FCC commissioners should reject Sprint Nextel’s request to delay the 800 MHz rebanding schedule by at least seven months, a consortium of public-safety agencies said in a letter delivered to the FCC yesterday.

“Pushing out the implementation dates by seven months or more is not the answer,” the letter states. “Rather, Sprint Nextel and the Transition Administrator [TA], with oversight from the FCC, need to work hard to clear bottlenecks in the process.”

Sprint Nextel and the TA have issued separate reports acknowledging that negotiations with licensees in Wave 1 of the rebanding process are substantially behind the aggressive pace established in the TA’s three-year schedule that calls for reconfiguration to be completed by June 27, 2008.

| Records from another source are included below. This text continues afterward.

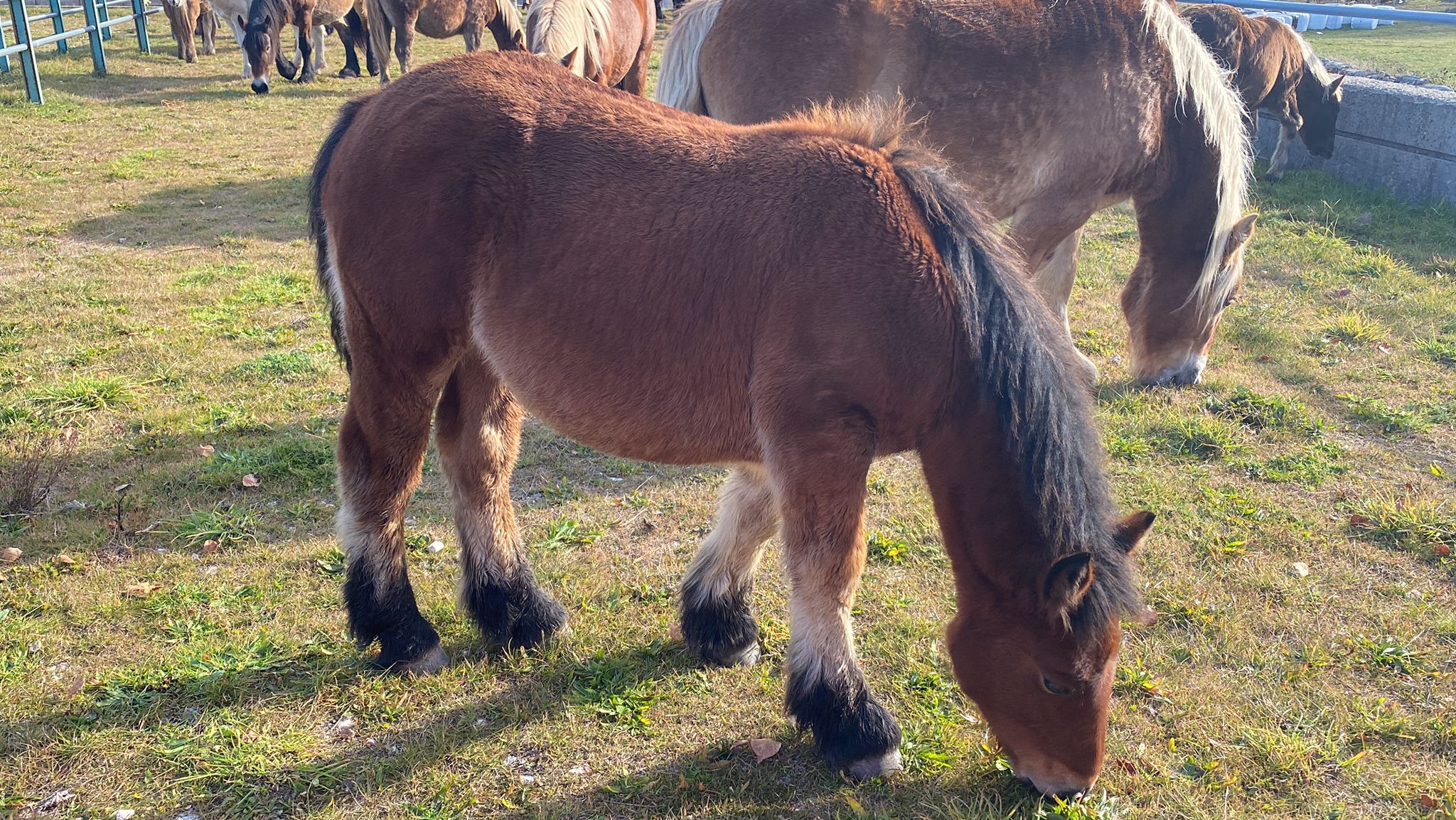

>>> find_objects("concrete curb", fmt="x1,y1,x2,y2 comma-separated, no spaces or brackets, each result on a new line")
1255,77,1456,205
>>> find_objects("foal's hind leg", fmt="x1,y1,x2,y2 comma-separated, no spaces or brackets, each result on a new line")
769,412,900,779
681,465,779,666
338,352,449,673
435,352,567,647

In its filing with the FCC last week, Sprint Nextel said multiple new policies and guidelines from the FCC and the TA have made it more difficult for the wireless carrier to negotiate deals with 800 MHz licensees. With this in mind, Sprint Nextel asked the FCC to restart the rebanding clock from 60 days after the commission’s last action addressing the rebanding process is published in the Federal Register. The FCC order was released on Oct. 5 but has not yet been published in the Federal Register.

“We oppose the Sprint Nextel recommendation, as it would cause at least a seven-month delay in band reconfiguration and disrupt the entire process established by the [FCC] and the Transition Administrator,” the public-safety letter states. “Band reconfiguration must be kept on a tight schedule to eliminate dangerous interference to public-safety systems as quickly as possible.”

Representatives of the Association of Public-Safety Communications Officials (APCO), the International Association of Chiefs of Police (IACP), the International Association of Fire Chiefs (IAFC), the Major Cities Chiefs Association (MCC), the Major Counties Sheriffs Association (MCSA) and the National Sheriffs Association (NSA) signed the letter to the FCC.

Harlin McEwen, chairman of the IACP communications and technology committee and one of those who signed the letter, said it is not “unreasonable” for Sprint Nextel to seek additional time in the rebanding schedule but a seven-month delay “is a lot of wiggle room.”

“The bottom line is, the reason we’re doing all this is to eliminate interference as quickly as possible,” McEwen said. “Anything that delays [rebanding] significantly only perpetuates the interference.”

In addition, public-safety officials are “very uncomfortable” with the Sprint Nextel request, because it does not provide a firm date for restarting the rebanding clock, McEwen said. And there is little consensus on the need to delay rebanding, because licensees are at various stages of the project, he said.